Nor is this all. At Tinker's Corner, for instance, you are offered tea and music; Bickleigh Castle provides flood-lighting and a moated Saxon chapel, modestly adding 'romantic interest', which one can well believe. Little Whyley Hall somewhat startlingly tenders not only cups of tea but big-game herds. You can see Shelley's birthplace and Rudyard Kipling's house. You will be given 'strawberries if ripe' at Kempsons in June. At Old Westwell you can see fur rabbits; peach blossom, topiary, and rare shrubs are elsewhere suggested for your enjoyment.


June 26, 1949


I am no blind believer in the 'improved' modern flower: I don't like delphiniums with stalks like tree-trunks; I don't like roses with no scent and a miserable constitution; but for the Russell lupins and the bearded irises one must make an exception. Everyone knows, and grows, the lupins; not everyone, I think, has yet realised the extreme beauty of the irises. So as June is just the moment to see them in flower I thought I would remind you of their beauty and their many advantages.

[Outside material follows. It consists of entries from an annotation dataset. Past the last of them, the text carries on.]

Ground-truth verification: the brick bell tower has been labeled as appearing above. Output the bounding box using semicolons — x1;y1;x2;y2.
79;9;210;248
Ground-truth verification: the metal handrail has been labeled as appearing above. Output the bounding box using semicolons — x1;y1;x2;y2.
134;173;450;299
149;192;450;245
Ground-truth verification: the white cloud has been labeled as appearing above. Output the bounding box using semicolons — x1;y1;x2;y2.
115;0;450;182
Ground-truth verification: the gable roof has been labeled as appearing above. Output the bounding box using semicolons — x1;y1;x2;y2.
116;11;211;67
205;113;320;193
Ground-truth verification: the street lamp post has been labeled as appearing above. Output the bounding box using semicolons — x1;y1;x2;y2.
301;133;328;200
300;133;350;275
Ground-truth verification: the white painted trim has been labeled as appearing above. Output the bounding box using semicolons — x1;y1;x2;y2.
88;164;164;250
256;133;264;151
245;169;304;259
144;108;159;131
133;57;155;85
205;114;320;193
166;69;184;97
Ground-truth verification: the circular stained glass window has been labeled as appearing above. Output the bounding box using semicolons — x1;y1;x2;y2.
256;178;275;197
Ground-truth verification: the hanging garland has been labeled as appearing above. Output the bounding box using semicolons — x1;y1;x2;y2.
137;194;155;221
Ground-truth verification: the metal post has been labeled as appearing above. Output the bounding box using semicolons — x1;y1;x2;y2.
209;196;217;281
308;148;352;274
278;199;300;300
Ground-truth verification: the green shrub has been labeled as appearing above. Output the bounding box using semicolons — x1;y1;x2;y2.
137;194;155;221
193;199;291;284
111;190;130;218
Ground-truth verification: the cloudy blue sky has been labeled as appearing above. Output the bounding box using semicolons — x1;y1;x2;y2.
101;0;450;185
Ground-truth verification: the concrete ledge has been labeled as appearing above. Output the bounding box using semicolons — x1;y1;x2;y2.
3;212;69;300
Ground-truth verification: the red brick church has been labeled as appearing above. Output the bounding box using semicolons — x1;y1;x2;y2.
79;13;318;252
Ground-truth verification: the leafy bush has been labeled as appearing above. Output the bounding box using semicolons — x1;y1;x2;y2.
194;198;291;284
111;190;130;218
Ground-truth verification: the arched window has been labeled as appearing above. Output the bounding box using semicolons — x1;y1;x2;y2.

Their beauty is beyond dispute. No velvet can rival the richness of their falls or, let us say, it is to velvet only that we may compare them. That is surely enough to claim for any flower? They suggest velvet, pansies, wine – anything you like, that possesses a texture as well as colour. (Wine, to a connoisseur, does possess texture.) Then, as to their advantages, they are the easiest plants to grow. All they ask is a well-drained, sunny place so that their rhizomes may get the best possible baking; a scatter of lime in autumn or in spring; and division every third year.


It may sound tiresome and laborious to dig up and divide plants every third year, but in the case of the iris it is a positive pleasure. It means that they increase so rapidly. Relatively expensive to buy in the first instance, by the end of the second or third year you have so large a clump from a single rhizome that you can break them up, spread them out, and even give them away. The best time to do this is immediately after they have finished flowering - in other words, at the end of June or beginning of July. Do not bury the rhizome, but leave it showing above the ground; this, again is in order to let the sun reach it. The plant knows this, however, and will push itself up even if you do cover it over; but why give it that extra bit of trouble, when it already has a great deal to do?


Colours must, of course, be left to the individual taste. Those which we may roughly call reddish include Cresset, Senlac, Mrs Valerie West, Marechal Ney, red Rover and Cheerio, which has nothing wrong with it except its name. The wine- coloured ones include the magnificent Betelgeuse, Melchior and Ambassador. Cinnabar is a rich pansy-purple, very tall. All of these range in price from 1s. 6d. To 3s. 6d. There are also many fine yellows; but the best thing is to obtain a catalogue from a nursery that specializes in irises, say Messers. Wallace, Tunbridge Wells; or the Orpington Nursery, Orpington, Kent. The descriptions are not misleading, for no adjective could be too extravagant. It is only you that will be.